README
uvic-course-scraper
UVic Course Scraper is a Node.js library that parses information from University of Victoria (UVic) course calandar and course schedule information sources. It uses Cheerio under the hood to parse HTML.
As a developer, you would use this to parse HTML and JSON from Kuali and BAN1P which would be retrieved by any method like fetch etc.
Install
npm install @vikelabs/uvic-course-scraper
API
The following table provides descriptions of the methods available on the object generated by UVicCourseScraper()
.
| Method | Description |
|--------|-------------|
|getAllCourses()
|Returns KualiCourseCatalog[]
with all active courses in the Kuali catalog|
|getCourseDetails(pid: string)
|Returns KualiCourseItem
with details for the course with the given pid|
|getCourseSections(subject: string, code: string, term: string)
|Returns ClassScheduleListing[]
with section details for all sections of the course in the given term|
|getSectionSeats(term: string, crn: string)
|Returns DetailedClassInformation
with the seats
and waitListSeats
for the course|
Example
const { UVicCourseScraper } = require('@vikelabs/uvic-course-scraper');
// get all courses from the Kuali course catalog
const allCourses: KualiCourseCatalog[] = await UVicCourseScraper.getAllCourses();
const courseTitle: string = allCourses[0].title;
// get course details for course with pid 'ByS23Pp7E' (in this case thats ACAN 225)
const courseDetails: KualiCourseItem = await UVicCourseScraper.getCourseDetails('ByS23Pp7E');
const courseDescription: string = courseDetails[0].description;
const courseLectureHours: string = courseDetails[0].hoursCatalogText.lecture;
// get course sections for CSC 111 in spring 2021
const courseSections: ClassScheduleListing[] = await UVicCourseScraper.getCourseSections('202101', 'CSC', '111');
const courseSectionCode: string = courseSections[0].sectionCode;
// get seats for course section with CRN 10953 in spring 2021 (in this case thats ECE 260 - A01)
const sectionSeats: DetailedClassInformation = await UVicCourseScraper.getSectionSeats('202101', '10953');
const sectionTotalSeats: number = sectionSeats.seats.capacity;
Developing
- Clone the repo:
git clone https://github.com/VikeLabs/uvic-course-scraper.git
- Run
npm install
- Optionally, experiment with
example.ts
usingnpx ts-node-dev src/example/example.ts
to get a feel for how cheerio and RegEx works on the type of sites our project is scraping. - Find an unassigned task on ZenHub to work on.
- Create a new branch using
git checkout -b <branch-name>
(make sure it's up to date withmaster
) - Commit the changes you've made and push to GitHub to create a Pull Request.
Testing
This project uses Jest testing framework.
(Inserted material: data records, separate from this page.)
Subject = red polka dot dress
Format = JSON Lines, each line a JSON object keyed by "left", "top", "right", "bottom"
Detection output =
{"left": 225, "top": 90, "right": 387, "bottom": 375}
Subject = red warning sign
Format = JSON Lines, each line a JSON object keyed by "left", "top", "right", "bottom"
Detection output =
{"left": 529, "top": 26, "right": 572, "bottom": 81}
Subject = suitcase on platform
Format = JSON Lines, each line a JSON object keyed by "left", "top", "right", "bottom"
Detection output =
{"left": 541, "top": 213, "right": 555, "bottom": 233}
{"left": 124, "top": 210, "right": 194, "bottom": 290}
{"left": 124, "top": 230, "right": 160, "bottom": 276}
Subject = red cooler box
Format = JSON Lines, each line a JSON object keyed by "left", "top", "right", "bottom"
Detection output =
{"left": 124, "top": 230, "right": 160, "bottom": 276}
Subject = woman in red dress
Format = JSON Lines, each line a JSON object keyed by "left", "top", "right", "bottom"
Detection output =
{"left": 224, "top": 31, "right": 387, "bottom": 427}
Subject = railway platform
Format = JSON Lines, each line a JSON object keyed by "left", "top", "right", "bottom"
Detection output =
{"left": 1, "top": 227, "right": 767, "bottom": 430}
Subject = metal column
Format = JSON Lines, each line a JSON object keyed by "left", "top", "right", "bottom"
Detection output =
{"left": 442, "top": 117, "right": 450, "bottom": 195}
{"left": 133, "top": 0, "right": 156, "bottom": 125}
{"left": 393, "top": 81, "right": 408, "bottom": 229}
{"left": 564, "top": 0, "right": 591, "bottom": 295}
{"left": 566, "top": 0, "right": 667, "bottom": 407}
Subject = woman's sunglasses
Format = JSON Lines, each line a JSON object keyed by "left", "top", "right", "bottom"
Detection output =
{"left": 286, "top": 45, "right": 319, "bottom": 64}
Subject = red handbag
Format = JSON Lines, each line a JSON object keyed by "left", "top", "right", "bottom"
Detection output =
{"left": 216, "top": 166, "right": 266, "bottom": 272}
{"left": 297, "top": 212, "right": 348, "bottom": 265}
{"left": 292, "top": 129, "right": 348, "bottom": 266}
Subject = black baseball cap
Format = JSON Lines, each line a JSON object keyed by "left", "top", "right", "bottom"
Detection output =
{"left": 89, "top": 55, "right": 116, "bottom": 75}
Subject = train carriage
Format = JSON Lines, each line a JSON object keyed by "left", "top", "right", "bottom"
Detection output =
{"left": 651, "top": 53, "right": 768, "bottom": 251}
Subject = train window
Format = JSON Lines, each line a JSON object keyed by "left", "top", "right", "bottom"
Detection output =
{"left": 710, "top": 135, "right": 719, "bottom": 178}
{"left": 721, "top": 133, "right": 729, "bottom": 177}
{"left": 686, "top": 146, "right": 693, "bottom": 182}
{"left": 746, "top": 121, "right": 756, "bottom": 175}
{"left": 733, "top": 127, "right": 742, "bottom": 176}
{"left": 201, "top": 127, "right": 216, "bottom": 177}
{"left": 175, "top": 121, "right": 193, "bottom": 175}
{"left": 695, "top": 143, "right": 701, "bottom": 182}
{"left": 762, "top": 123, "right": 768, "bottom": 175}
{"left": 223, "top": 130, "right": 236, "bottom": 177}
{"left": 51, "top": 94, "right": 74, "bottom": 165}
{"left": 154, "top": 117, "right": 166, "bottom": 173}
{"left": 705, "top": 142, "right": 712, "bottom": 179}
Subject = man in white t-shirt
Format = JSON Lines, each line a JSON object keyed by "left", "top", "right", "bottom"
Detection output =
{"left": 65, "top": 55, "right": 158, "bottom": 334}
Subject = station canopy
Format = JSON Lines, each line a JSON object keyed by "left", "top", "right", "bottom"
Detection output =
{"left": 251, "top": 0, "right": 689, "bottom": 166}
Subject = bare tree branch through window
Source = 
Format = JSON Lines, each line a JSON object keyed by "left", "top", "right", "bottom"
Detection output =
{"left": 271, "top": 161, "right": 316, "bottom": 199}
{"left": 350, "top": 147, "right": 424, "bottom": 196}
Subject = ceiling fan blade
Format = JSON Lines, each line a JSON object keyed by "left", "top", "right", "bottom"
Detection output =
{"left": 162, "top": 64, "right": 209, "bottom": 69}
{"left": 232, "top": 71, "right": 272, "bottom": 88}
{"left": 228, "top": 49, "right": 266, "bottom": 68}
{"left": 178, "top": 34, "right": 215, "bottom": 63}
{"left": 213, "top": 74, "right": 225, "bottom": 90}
You can execute tests by running npm test
.
This will execute tests using Jest files with the extension *.test*
.
npx jest --watch
will put Jest into watch mode, which will execute tests as files change.
Developer Tools
This repository contains a CLI to make development related tasks easier.
npm run dump -- --term 202009 --type courses
- Dumps the course details for the
202009
term. - Outputs to a
courses.json
file.
npm run dump -- --term 202009 --type schedules
- Dumps the schedule details for all
202009
term classes. - This schedule details corresponds to the
Class Schedule Listing
page view on BAN1P. - This command can only be run after dumping courses data.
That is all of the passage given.